墨长枫心中微动,面上却不动声色:“我哥哥伤势沉重,刚刚服药睡下,恐怕不便见客。前辈若有要事,不妨与我说,待哥哥醒来,我再转告。”
金蟾子呵呵一笑,也不强求,只是道:“无妨,无妨。老夫也只是听闻令兄乃是那日力抗强敌的高人,心生敬仰,特来拜会。既然令兄需要静养,那老夫便不打扰了。”
他顿了顿,话锋一转,声音压低了几分:“不过,有一件事,老夫觉得还是应该知会墨少侠一声。”
墨长枫神色一正:“前辈请讲。”
金蟾子捻着玉石核桃,慢悠悠地道:“今日傍晚,老夫在营地东侧的废墟中,发现了一些不寻常的痕迹。像是有什么东西,在地下深处穿行留下的,而且……那痕迹延伸的方向,似乎指向了当初那场大战的核心区域,也就是……星殿下方的地脉深处。
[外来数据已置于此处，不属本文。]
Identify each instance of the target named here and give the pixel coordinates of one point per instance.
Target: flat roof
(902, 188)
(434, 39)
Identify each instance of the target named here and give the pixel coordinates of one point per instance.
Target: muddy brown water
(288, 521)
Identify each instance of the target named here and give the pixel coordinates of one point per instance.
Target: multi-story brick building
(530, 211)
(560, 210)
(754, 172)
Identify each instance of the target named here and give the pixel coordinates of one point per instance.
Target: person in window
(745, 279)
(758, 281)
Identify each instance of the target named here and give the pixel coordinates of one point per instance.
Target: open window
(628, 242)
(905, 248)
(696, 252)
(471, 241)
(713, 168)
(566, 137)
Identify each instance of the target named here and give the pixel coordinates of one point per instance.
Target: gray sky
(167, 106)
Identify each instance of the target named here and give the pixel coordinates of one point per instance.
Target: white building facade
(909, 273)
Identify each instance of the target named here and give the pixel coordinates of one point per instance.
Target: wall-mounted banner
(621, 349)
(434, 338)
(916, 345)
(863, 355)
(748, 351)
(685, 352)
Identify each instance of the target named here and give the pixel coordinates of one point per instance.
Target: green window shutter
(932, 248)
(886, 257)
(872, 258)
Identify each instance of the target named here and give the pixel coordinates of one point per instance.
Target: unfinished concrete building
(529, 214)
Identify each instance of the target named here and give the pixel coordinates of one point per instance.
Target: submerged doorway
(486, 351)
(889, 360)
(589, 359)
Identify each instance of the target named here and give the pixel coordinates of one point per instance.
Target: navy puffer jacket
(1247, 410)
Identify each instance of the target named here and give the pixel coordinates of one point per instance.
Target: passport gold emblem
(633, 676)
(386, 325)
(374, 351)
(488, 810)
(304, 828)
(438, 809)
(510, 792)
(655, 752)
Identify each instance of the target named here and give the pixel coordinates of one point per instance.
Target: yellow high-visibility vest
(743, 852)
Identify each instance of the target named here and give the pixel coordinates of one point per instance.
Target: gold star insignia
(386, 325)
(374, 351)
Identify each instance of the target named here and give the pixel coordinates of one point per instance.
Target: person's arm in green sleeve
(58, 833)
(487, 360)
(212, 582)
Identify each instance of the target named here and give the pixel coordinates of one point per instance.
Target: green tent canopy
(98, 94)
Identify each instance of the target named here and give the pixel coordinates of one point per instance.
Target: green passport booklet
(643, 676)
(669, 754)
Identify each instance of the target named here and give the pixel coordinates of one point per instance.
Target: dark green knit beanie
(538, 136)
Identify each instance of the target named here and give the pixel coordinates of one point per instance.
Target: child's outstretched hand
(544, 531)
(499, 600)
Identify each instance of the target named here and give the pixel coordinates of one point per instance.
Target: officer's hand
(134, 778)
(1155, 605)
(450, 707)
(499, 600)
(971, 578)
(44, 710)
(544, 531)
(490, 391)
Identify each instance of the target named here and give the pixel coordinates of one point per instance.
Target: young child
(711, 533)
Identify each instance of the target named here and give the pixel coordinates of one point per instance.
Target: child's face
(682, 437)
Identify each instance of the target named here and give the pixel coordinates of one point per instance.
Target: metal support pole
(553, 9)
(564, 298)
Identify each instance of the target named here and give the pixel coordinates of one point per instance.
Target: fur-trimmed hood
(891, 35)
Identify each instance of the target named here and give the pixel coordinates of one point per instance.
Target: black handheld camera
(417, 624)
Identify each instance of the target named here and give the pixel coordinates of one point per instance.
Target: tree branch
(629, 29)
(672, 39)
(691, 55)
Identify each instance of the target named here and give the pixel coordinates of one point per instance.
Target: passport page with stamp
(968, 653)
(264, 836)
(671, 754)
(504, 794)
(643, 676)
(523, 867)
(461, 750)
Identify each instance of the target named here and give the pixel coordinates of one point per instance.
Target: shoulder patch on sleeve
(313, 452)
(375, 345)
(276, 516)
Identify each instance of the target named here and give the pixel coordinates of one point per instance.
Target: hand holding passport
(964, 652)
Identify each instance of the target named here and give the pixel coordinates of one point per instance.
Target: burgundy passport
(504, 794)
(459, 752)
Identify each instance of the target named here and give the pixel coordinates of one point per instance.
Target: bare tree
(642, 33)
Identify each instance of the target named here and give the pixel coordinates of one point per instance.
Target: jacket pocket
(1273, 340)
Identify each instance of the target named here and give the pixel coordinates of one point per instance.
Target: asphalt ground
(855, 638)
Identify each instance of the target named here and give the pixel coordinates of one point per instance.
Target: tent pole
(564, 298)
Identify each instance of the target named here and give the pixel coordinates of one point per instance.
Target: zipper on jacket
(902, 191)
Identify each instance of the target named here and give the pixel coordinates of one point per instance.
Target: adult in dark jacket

”
墨长枫心中一紧,面上却故作镇定:“前辈的意思是……‘腐渊’的怪物,又潜回来了?”
“未必是‘腐渊’。”金蟾子摇了摇头,眼中闪过一丝凝重,“那些痕迹的气息,与‘腐渊’的腐朽之力有所不同,更加……古老,也更加……沉寂。倒像是……某种被封印了漫长岁月的东西,开始苏醒的迹象。”
他看向墨长枫,意味深长地道:“墨少侠,令兄见多识广,若能醒来,不妨请他参详参详。老夫总觉得,这银河星域的水,比我们看到的,要深得多啊。”
说完,他也不等墨长枫回应,拱了拱手,便转身慢悠悠地离去,很快就消失在夜色之中。
墨长枫站在帐篷外,看着金蟾子消失的方向,眉头紧锁。
金蟾子的话,像一块石头投入了他心中本就不平静的湖面,荡起层层涟漪。
古老的痕迹,指向地脉深处……难道是那“源初之垢”又出了什么变故?还是有其他更古老的东西被惊醒了?
他回到帐篷内,将金蟾子的话一五一十地告诉了墨长情。
墨长情听完,沉默了片刻,眼神变得有些幽深。
“金蟾子此人,看似圆滑,实则精明。他不会无缘无故在深夜来说这番话。”墨长情缓缓道,“他说的痕迹,恐怕是真的。而且,他特意来告诉我们,恐怕也是想借此试探我们的反应,或者说……想看看我是否知道些什么。”
“那我们该怎么办?”墨长枫问道。
“静观其变。”墨长情闭上眼睛,“在我们恢复足够的实力之前,不宜轻举妄动。金蟾子既然发现了痕迹,自然会去追查。我们只需留意他的动向便可。”
他顿了顿,补充道:“另外,明天打听材料的时候,也顺便留意一下,营地中是否有其他人发现了类似的异常。尤其是北冥宫和青云剑宗的人,他们或许知道得更多。”
“明白!”墨长枫郑重点头。
夜色,更加深沉。
废墟深处,那些被尘埃和碎石掩埋的秘密,仿佛也在黑暗中,悄然呼吸着。